In this study, ultrasonography screening was done at around 38–39 weeks of PMA. However, more infants in the observation group than in the normal group were performed ultrasonography earlier than 38 weeks of PMA. This might be why there were minor abnormal findings in the observation group which resolved spontaneously. These results suggest that the incidence of DDH is also influenced by the PMA of ultrasonography screening. If ultrasonography is performed too early, it can increase the detection rate of minor instability or minor abnormal findings of the hip and the risk of overtreatment [
23]. Minor instability of the hip during early postnatal period usually resolves spontaneously without treatment. Shaw and Segal [
3] have concluded that selective ultrasonography is recommended for infants with breech presentation and a family history of DDH after 6 weeks of age. Female infants with breech presentation and a family history of DDH are recommended to undergo ultrasonography screening for DDH at 4–6 weeks after birth, not before 4 weeks of age [
24,
25]. Kolb et al. [
7] have recommended universal ultrasonography screening for DDH at 6–8 weeks after birth. As mentioned before, the time of ultrasonography screening for term infants varies according to centers. Furthermore, the time of ultrasonography screening for preterm infants is not established yet. Lee at al. [
12] have recommended ultrasonography screening for preterm infants ≥44 weeks of PMA. They concluded that ultrasonography screening <40 weeks of PMA had 8 times increased risk of abnormal ultrasonography findings for DDH compared to screening ≥44 weeks of PMA, which did not persist on the following ultrasonography. Recommended indications and screening timing for hip ultrasonography are in
Table 5.
The present study has some limitations. First, we could not figure out the medical records whether there were abnormal clinical findings of the hip or not, because of the retrospective nature of this study.

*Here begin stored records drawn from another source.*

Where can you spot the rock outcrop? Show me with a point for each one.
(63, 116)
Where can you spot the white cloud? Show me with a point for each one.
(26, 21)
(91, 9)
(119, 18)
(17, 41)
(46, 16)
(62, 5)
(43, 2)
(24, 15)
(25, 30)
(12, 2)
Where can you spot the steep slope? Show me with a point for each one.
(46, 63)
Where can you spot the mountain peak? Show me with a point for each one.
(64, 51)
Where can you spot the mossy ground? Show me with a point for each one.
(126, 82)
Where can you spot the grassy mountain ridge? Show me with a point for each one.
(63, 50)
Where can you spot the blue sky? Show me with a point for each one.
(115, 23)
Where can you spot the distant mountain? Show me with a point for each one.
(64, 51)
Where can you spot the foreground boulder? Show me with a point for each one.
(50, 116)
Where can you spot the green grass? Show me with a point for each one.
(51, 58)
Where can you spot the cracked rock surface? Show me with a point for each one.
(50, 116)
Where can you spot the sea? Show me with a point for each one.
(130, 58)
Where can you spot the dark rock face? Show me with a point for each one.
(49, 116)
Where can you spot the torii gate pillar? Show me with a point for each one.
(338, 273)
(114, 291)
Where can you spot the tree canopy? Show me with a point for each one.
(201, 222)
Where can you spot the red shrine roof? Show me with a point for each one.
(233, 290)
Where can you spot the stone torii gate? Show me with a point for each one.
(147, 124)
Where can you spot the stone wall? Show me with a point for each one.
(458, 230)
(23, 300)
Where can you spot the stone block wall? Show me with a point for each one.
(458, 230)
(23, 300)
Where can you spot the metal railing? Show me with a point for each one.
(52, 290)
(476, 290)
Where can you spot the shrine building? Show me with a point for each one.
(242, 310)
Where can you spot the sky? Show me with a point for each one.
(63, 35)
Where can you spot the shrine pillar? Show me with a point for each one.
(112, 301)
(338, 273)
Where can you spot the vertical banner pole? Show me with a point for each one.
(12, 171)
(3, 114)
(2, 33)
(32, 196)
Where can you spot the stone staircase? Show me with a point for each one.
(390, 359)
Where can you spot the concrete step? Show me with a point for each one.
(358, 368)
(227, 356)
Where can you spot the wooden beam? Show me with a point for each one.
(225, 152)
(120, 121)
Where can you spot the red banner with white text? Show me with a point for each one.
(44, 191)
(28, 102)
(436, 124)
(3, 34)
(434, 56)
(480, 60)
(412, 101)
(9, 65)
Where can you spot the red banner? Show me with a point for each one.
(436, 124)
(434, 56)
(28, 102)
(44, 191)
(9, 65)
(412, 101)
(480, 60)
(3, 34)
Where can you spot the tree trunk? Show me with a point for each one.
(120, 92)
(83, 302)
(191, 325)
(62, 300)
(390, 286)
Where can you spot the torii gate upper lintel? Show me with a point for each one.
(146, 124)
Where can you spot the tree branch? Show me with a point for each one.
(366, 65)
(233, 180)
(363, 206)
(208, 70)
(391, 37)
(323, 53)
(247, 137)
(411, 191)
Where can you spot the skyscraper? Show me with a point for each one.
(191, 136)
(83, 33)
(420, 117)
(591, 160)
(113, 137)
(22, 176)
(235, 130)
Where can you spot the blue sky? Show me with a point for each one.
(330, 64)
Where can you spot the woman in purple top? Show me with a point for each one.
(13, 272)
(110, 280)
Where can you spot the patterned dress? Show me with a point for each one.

Second, this study is a single-center study with a small sample size, especially in the subgroup analysis, which might have an adverse effect on the statistical power.
In conclusion, performing ultrasonography screening earlier than 38 weeks of PMA could cause unnecessary subsequent ultrasonography and overtreatment in preterm infants. Smaller GA and birth weight were not risk factors of DDH in preterm infants. Breech presentation was not a risk factor for DDH in preterm infants, although it could increase the risk of minor abnormal findings at the 1st ultrasonography compared to nonbreech presentation. DDH in preterm infants did not occur predominantly at the left side. Thus, DDH in preterm infants is somewhat different from DDH in term infants. Further studies are required to make guidelines of the indication and screening time of ultrasonography for preterm infants.